Open Secret—Trans Pacific Partnership Terms Revealed But Trade Secret Provisions Still Murky
This morning the Obama administration publicly released the previously-undisclosed text of the Trans Pacific Partnership, or TPP, revealing, among other things, the provisions related to trade secrets that had previously been discussed here. As noted in that earlier piece, the administration had said that the TPP would “provide strong enforcement systems, including, for example, civil procedures, provisional measures, border measures, and criminal procedures and penalties for commercial-scale trademark counterfeiting and copyright or related rights piracy. In particular, TPP Parties will provide the legal means to prevent the misappropriation of trade secrets, and establish criminal procedures and penalties for trade secret theft, including by means of cyber-theft…,” according to the statement from Office of the United States Trade Representative (“USTR”).
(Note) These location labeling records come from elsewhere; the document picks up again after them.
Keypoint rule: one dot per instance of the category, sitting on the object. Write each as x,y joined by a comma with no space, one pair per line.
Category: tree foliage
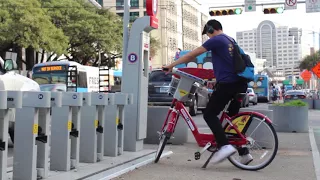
91,31
26,24
310,61
73,28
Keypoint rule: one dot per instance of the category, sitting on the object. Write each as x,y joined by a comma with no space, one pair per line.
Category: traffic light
225,12
278,10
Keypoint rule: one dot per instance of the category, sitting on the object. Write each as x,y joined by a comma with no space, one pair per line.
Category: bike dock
77,140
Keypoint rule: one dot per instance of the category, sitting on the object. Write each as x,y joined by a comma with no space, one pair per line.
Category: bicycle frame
177,108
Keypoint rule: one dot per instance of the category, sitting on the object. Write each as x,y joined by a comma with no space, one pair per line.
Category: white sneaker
246,159
223,153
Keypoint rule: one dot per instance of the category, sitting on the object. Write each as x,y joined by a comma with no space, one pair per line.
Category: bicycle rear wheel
265,142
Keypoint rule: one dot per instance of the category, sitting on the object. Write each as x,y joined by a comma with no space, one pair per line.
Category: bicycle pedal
197,155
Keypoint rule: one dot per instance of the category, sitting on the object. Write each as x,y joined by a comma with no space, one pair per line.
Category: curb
315,153
125,168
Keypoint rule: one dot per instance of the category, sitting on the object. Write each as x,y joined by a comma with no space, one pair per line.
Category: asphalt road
294,159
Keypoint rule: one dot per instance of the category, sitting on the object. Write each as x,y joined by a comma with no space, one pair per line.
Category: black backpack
242,62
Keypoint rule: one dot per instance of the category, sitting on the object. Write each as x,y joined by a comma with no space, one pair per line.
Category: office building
280,45
174,31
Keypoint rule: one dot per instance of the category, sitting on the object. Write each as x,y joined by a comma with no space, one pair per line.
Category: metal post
126,16
65,131
28,133
4,124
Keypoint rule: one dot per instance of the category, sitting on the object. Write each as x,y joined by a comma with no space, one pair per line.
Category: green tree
310,61
154,46
91,31
24,24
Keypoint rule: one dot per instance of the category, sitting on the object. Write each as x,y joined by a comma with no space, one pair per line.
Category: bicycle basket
173,85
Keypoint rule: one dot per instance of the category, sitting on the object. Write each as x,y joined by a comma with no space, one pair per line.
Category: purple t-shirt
222,58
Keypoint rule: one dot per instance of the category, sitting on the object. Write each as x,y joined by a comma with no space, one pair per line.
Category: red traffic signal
278,10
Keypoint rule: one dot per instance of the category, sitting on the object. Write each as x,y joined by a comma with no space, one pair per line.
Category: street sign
250,5
306,75
312,6
290,4
316,70
132,57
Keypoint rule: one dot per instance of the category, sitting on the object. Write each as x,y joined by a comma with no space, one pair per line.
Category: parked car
253,98
244,99
53,87
294,94
159,85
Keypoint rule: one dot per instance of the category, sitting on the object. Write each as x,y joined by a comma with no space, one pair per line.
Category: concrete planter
290,118
156,118
310,102
316,104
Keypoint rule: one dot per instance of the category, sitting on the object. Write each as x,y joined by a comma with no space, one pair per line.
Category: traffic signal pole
258,4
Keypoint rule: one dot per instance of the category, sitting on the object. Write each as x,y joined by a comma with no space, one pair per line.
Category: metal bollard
8,99
114,126
28,134
92,122
44,148
65,127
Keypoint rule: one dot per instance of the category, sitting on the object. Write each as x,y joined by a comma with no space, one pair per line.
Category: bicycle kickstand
207,162
198,154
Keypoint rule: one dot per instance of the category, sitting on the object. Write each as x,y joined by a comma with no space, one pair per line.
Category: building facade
281,46
174,32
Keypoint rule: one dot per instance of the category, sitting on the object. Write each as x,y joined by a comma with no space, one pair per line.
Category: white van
9,80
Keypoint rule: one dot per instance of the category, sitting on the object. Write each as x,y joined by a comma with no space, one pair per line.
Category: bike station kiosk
31,136
65,127
92,123
8,99
135,79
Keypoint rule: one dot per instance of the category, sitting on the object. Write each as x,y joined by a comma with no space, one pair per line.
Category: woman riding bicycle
228,85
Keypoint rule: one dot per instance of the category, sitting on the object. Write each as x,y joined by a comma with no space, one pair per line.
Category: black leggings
223,93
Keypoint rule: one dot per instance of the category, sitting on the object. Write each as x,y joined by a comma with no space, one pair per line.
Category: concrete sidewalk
294,161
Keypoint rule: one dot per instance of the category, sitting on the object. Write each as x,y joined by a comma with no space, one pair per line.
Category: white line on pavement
315,153
133,167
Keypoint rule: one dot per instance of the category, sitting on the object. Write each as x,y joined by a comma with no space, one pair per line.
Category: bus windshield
50,78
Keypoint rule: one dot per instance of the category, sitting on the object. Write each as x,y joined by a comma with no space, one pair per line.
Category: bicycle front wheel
262,145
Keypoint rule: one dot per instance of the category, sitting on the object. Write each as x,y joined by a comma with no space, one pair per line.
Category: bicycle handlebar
186,75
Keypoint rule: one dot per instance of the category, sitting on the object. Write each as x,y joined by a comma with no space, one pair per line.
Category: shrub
297,103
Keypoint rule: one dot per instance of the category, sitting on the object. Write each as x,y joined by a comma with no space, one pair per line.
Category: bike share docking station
135,80
65,127
8,99
32,131
115,125
92,128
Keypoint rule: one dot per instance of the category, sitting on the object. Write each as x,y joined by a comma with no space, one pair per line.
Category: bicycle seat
240,95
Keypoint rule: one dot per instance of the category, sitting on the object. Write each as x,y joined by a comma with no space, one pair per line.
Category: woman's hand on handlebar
167,68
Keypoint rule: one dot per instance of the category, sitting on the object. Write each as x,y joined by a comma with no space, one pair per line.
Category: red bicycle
239,128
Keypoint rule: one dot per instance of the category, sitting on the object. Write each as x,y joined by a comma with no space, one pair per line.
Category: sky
248,20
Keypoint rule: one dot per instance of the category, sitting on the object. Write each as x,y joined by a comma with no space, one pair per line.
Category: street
294,159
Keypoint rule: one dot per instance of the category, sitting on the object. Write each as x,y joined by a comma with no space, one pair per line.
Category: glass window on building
133,16
134,3
119,3
100,2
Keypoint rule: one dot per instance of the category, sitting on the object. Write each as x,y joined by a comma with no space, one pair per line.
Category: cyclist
228,85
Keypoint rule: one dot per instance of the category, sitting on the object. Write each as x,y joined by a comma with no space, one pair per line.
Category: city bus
260,85
66,75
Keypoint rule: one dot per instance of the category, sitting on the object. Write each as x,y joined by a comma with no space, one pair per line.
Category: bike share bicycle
239,128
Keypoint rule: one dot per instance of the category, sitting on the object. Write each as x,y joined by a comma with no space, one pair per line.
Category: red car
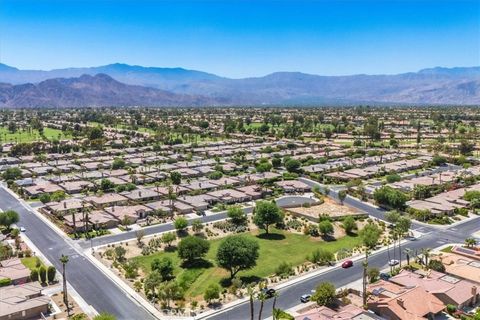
347,264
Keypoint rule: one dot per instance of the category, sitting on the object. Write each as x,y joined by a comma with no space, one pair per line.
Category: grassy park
291,247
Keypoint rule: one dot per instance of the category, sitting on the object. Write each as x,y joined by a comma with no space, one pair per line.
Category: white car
393,262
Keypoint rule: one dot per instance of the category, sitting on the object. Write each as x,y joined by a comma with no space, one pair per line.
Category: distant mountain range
125,85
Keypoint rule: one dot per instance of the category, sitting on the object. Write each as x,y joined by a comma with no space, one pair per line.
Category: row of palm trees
262,297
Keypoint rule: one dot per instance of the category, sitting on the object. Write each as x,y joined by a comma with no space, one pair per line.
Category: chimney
474,295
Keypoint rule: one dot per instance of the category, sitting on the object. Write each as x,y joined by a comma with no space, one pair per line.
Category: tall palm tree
426,254
74,223
64,261
407,252
364,279
470,242
275,296
251,294
262,297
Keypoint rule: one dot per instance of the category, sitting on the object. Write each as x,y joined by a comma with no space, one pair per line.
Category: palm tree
251,294
74,223
407,253
364,280
426,253
470,242
64,261
275,296
262,297
86,211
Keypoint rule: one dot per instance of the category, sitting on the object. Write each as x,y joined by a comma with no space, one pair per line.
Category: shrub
34,275
321,257
5,282
212,292
42,272
51,272
284,269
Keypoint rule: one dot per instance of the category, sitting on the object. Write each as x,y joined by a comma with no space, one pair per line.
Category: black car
268,292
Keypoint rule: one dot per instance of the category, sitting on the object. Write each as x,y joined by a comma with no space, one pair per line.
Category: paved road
148,231
286,201
95,288
365,207
289,297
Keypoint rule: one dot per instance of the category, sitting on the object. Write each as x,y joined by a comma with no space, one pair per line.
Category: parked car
384,276
393,262
268,292
347,264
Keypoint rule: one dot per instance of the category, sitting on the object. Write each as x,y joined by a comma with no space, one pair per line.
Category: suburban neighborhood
240,213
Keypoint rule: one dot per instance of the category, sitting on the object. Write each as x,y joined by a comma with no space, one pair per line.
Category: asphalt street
290,296
95,288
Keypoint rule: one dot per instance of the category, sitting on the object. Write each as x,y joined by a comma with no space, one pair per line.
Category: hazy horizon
238,39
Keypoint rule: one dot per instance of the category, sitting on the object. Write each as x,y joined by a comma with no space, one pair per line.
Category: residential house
24,301
392,301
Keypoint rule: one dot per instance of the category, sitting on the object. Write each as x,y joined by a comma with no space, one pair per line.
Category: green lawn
30,262
282,246
30,136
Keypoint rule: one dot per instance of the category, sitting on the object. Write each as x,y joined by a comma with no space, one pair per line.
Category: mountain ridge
438,85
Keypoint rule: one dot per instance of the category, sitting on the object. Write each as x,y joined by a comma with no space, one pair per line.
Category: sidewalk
135,296
88,309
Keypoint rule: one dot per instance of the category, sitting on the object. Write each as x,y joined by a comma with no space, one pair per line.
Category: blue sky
242,38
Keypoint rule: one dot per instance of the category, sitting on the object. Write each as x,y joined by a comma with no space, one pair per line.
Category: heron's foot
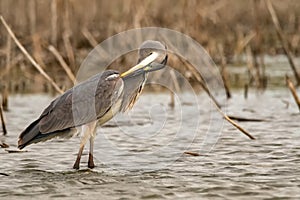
91,164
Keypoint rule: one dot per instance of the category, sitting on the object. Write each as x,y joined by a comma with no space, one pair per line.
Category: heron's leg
85,137
91,164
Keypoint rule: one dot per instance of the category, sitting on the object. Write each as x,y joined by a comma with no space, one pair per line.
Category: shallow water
141,156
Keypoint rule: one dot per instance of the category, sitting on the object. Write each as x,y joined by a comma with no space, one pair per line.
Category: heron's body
94,101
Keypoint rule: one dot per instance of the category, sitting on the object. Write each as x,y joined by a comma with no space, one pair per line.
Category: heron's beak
144,63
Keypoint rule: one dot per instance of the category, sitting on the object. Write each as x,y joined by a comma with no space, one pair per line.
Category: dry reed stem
54,22
192,153
234,123
3,121
69,49
172,101
246,91
93,42
244,42
62,62
36,65
175,81
250,65
283,41
4,95
224,73
293,91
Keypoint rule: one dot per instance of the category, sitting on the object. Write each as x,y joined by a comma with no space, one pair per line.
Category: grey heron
109,91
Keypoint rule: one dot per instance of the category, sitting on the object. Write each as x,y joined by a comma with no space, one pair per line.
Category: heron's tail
32,134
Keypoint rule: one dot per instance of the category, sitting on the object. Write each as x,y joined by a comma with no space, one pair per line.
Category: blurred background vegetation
223,27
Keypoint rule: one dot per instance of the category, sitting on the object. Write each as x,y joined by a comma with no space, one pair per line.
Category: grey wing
82,104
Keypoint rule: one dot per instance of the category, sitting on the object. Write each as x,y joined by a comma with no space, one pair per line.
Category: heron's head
152,56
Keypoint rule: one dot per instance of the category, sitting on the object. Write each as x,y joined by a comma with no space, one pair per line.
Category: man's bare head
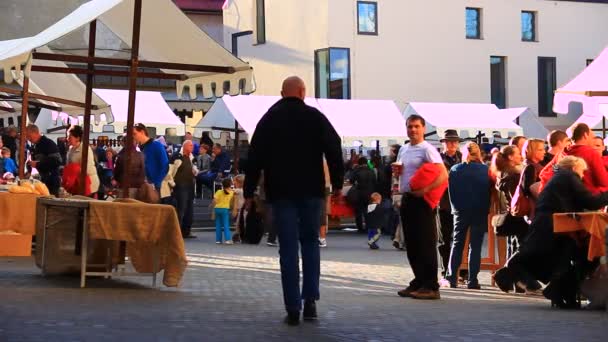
294,87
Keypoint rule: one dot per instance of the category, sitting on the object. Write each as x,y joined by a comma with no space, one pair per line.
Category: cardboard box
15,245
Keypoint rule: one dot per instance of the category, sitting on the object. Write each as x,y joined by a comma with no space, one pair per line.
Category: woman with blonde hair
469,189
549,257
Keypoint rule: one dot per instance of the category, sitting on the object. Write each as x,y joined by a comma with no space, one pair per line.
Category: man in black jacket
45,158
288,144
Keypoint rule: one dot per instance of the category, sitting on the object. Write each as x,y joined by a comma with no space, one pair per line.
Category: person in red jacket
598,145
596,176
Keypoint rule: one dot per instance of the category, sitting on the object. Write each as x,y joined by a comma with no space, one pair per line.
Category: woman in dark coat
543,255
363,180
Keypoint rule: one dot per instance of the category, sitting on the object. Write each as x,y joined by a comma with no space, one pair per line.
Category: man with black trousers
419,219
451,156
295,188
183,192
45,158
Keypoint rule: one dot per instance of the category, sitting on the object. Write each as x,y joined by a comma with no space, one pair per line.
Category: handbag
146,193
504,223
520,204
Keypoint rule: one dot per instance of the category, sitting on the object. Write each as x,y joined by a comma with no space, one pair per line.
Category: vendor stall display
151,232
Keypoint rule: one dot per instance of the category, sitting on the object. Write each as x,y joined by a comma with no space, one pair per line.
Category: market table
18,212
593,223
151,231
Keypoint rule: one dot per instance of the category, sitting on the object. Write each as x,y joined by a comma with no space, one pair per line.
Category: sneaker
310,310
473,285
445,283
406,293
426,294
292,318
503,279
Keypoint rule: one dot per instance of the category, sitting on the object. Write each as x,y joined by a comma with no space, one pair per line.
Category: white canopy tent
140,21
467,118
150,109
356,121
66,86
157,43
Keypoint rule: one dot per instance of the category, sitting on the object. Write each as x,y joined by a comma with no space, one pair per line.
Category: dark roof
200,5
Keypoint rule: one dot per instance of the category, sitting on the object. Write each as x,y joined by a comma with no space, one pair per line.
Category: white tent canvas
150,109
467,118
356,121
156,43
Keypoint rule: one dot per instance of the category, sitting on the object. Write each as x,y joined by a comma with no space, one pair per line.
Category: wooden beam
141,64
80,59
134,64
116,73
47,98
187,67
88,99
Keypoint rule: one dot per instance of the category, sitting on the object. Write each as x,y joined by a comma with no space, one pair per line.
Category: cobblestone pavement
233,293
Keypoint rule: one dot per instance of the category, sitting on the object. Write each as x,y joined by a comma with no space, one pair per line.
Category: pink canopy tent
467,118
589,88
354,120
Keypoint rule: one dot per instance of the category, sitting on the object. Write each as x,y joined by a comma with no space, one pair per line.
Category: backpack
548,171
251,223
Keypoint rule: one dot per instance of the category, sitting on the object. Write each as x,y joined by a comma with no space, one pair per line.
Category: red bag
520,204
71,177
425,176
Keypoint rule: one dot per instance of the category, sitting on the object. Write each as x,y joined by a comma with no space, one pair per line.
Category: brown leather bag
520,204
146,193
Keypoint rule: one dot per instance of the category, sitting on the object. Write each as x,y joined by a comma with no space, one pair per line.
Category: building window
332,73
473,22
367,17
498,81
260,21
528,26
547,84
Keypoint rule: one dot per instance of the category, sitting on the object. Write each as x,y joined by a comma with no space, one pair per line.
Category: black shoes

The just released terms do specify that member parties must provide criminal procedures to combat trade secret theft, but it is not clear that any enhanced civil remedies will be required.
Chapter 18, at Article 18.78, addresses trade secret protections, and requires each member country to assure that “persons have the legal means to prevent trade secrets lawfully in their control from being disclosed to, acquired by, or used by others (including state-owned enterprises) without their consent in a manner contrary to honest commercial practices.” Article 18.78.1. The TPP then defines “a manner contrary to honest commercial practices” to mean “at least practices such as breach of contract, breach of confidence and inducement to breach, and includes the acquisition of undisclosed information by third parties that knew, or were grossly negligent in failing to know, that those practices were involved in the acquisition.” That article then goes on to state in Article 18.78.2 that “each Party shall provide for criminal procedures and penalties (emphasis added) for one or more of the following:
the unauthorised and wilful access to a trade secret held in a computer system;
the unauthorised and wilful misappropriation of a trade secret, including by means of a computer system; or
the fraudulent disclosure, or alternatively, the unauthorised and wilful disclosure, of a trade secret, including by means of a computer system.
While some would have wanted member nations to provide for both criminal and civil remedies so that trade secret owners might have a more direct role in enforcing their rights, the lack of direct mention in this article of civil remedies is not likely the area of greatest concern for such trade owners.
Of greater concern should be the somewhat strange language of Article 18.78.3:
With respect to the relevant acts referred to in paragraph 2, a Party may, as appropriate, limit the availability of its criminal procedures, or limit the level of penalties available, to one or more of the following cases in which:
(a) the acts are for the purposes of commercial advantage or financial gain;
(b) the acts are related to a product or service in national or international commerce;
(c) the acts are intended to injure the owner of such trade secret;
(d) the acts are directed by or for the benefit of or in association with a foreign economic entity; or
(e) the acts are detrimental to a Party’s economic interests, international relations, or national defence or national security. (emphasis added)
Let’s hope something got lost in the translation or in the printing because, reading section 2 and 3 together, it looks like member countries have to provide procedures addressing unauthorised and wilful access, misappropriation and disclosure unless those acts were undertaken for financial gain in commerce to the intended detriment of the trade secret owner, perhaps in connection with a foreign entity. If that article really means what it says, the TPP has promised nothing regarding trade secrets.